Parsons suffered an attack of pleurisy in 1932, recovering enough to visit the Chicago World's Fair the following year. She was despondent about the US anarchist movement, discussing its perceived decline with friends such as Nord, yet she continued her activism, supporting challenges to miscarriage of justice in the cases regarding Angelo Herndon, Tom Mooney and the Scottsboro Boys. She went blind, received a pension and lived in poverty in Avondale at North Troy Street with a library of around 3,000 books which featured the work of French socialists, Victor Hugo, Jack London, Marx and Engels, Rousseau, Leo Tolstoy and Voltaire.
A memorial service for Parsons and Markstall was attended by 300 people on March 12. Reitman spoke, calling her "the last of the dinosaurs, that brave group of Chicago Anarchists." Parsons was buried in the German Waldheim Cemetery in Forest Park, Illinois, next to the Haymarket Martyrs Monument where her husband is buried. Voltairine de Cleyre, Emma Goldman, and many other activists are also buried there.
Historians such as Gale Ahrens, Mary Condé and Robin Kelley have criticised Parsons' lack of interest in the struggles of African Americans, with her stance reflecting a belief in the need for the working class generally to rise up against its employers, rather than appealing to the need for racial equality. One explanation is that since she denied her own black heritage, she focused more on class struggle. As a result, she did not work with the contemporaneous black Chicago activist Ida Wells-Barnett, nor the National Association of Colored Women and the National Association for the Advancement of Colored People. Historians have also focused on the question of Parsons' specific political affiliations, while at the time labels were more fluid and Albert Parsons wrote: "We are called by some Communists, or Socialists, or Anarchists.

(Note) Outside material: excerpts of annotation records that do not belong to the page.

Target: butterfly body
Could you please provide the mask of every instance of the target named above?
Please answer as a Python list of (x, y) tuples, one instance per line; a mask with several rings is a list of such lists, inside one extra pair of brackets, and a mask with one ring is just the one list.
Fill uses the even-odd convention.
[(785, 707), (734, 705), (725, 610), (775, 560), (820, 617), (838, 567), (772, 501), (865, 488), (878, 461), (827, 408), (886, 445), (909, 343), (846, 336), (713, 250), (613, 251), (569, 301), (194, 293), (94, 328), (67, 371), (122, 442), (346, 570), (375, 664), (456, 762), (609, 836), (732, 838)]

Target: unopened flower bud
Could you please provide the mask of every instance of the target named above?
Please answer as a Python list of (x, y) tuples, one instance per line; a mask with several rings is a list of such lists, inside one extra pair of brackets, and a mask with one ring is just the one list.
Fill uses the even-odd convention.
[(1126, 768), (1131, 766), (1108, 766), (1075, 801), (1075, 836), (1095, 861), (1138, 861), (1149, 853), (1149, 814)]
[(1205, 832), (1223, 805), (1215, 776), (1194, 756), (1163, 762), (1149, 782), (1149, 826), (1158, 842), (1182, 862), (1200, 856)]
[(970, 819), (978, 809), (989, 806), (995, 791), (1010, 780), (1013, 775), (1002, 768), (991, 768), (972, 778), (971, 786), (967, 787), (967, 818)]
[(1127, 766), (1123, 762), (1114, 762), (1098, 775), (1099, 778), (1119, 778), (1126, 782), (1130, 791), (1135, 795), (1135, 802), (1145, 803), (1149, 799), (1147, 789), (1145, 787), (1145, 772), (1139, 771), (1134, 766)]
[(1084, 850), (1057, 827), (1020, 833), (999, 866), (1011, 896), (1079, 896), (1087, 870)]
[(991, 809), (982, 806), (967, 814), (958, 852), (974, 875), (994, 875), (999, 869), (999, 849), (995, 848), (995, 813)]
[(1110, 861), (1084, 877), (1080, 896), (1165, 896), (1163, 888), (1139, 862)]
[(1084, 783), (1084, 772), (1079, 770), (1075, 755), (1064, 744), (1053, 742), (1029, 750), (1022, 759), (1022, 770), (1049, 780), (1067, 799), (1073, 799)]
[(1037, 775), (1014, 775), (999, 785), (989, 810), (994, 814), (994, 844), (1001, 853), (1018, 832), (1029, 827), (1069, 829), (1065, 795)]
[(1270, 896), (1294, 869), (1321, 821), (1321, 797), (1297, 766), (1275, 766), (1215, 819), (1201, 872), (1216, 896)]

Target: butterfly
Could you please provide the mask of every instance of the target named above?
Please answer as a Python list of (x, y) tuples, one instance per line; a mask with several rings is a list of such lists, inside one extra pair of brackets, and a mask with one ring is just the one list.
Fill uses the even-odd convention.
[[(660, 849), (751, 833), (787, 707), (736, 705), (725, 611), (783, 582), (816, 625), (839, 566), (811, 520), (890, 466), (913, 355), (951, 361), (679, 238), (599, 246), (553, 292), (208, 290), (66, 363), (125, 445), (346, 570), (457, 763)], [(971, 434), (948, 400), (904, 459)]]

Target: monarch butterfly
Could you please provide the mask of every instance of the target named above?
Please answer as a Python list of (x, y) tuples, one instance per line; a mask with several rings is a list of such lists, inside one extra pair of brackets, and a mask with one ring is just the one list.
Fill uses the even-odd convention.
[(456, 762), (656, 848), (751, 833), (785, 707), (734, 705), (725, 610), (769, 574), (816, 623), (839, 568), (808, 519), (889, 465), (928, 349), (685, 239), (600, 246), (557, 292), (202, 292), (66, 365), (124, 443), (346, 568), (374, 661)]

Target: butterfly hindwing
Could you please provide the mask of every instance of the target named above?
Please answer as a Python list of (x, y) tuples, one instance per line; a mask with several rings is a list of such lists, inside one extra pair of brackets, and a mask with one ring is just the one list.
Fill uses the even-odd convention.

We accept all three of the terms."
A historical marker dedicated to Parsons and her husband was erected in 1997 by the City of Chicago at the location of their home, 1908 North Mohawk Street, in the Old Town neighborhood. The Chicago Park District named a small area on Belmont Avenue the "Lucy Ella Gonzales Parsons" park in 2004, a decision which was opposed by the Fraternal Order of Police.